The Pay Per Click Package Deal – part 3: Means to an End

P3097029If you missed part two, that’s because it was a guest post here as a special on prepping your landing pages before you get into the nuts and bolts of launching a paid ad campaign. I split that part out because so many of the PPC accounts I’ve worked with in the past are put together without any thought whatsoever to what’s going to happen after they finally succeed in getting a click on an ad, that it seemed like a worthwhile break out for an Intelligent PPC segment.

But there’s an even more important part to paid online advertising that is overlooked by practicallyeveryone but the most sophisticated advertisers… ROI. Sure, everyone san say it. Everyone knows what it stands for. Everyone knows it’s a benchmark for paid ad performance. But almost no one knows what goes into the mathematics of making sure you actually earn a Return On your Investment in that paid click.

It’s surprising to me how much news there’s been in the online ad world lately about “post click” optimization. It’s as though it never occurred to anyone that the transaction doesn’t end on the landing page. If you aren’t tracking user behavior, watching the paths your visitors take through your site after the click, you’re missing a huge chunk of the story here. You might beat everyone else’s price on widgets by $200 but if your cart gets the hiccups in the middle of a transaction and frustrated users leave, you won’t see any return on that investment in the click.

And even then, assuming you make the sale, are you tracking ads, clicks and conversions in enough detail to be able to match up the cost of the click with the sale totals? How will you know if you’re actually making any profit on your sales if you aren’t able to relate the individual sale back to the search term that started the process?

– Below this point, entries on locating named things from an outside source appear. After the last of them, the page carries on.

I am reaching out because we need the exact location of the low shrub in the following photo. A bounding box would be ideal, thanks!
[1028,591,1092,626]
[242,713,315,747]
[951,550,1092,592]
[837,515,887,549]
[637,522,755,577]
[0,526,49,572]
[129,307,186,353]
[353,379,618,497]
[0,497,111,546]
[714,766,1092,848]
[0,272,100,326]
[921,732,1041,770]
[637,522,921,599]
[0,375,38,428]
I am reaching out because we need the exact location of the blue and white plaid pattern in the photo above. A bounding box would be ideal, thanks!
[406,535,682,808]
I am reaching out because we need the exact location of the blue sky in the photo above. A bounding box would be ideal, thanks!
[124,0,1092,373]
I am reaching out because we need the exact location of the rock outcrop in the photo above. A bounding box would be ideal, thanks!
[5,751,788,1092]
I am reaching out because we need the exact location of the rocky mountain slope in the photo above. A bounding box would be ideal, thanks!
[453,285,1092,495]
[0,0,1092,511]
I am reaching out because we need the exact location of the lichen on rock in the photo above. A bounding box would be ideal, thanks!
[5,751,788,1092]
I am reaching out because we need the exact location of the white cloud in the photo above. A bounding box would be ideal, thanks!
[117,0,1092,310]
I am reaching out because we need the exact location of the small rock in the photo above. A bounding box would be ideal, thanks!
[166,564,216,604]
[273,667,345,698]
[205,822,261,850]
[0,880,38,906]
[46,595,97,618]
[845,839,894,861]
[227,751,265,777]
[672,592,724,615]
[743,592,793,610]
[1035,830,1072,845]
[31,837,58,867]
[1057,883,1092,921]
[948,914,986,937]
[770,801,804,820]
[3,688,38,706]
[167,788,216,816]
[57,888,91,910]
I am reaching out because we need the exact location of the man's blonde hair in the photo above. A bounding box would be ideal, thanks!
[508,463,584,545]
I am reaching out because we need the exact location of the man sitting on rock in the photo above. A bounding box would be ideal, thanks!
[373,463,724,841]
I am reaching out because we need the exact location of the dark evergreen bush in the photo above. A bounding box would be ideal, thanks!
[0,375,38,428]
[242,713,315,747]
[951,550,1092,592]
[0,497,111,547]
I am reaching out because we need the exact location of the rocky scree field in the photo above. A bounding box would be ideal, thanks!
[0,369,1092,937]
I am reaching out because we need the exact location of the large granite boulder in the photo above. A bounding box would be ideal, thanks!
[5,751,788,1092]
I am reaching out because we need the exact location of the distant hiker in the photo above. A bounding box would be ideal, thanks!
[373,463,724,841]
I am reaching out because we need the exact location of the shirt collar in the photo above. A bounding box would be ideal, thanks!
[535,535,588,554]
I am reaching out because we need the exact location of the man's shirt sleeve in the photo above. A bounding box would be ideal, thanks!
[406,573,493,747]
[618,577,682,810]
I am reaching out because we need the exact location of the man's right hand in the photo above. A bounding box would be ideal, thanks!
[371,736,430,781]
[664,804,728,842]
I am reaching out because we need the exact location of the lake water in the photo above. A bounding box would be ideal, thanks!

When PPC analysts start talking to business owners about advanced analytics to enable bidding to economics, their eyes glaze over.  I don’t really blame them – I don’t know too many business owners who like Algebra. But if you really want to optimize your campaigns, you need to be able to prove that keyword A has a cost of $n per click but has produced $r dollars in sales of item B – then you need to know the margin on item B so you can see if there’s any profit there after deducting the cost of $n from the earnings.  If not, then your keyword is not profitable and you’re bidding to high for the markup – you either need to bid lower, raise the price on the item, or figure out how to target items with higher profit margins to begin with…  if you can’t find the relationship between sales and clicks, you’re up a creek without the right paddle.

Alan Rimm-Kaufman of the Rimm-Kaufman group has a most excellent 3-minute explanation of using economic factors to control bidding.

What it all boils down to is this: if you are not using the proper tracking techniques that allow you to match up the keyword with the items purchased at checkout, you will never know the answer to “what’s my ROI?”

Sorry, ouija has no special extra insight.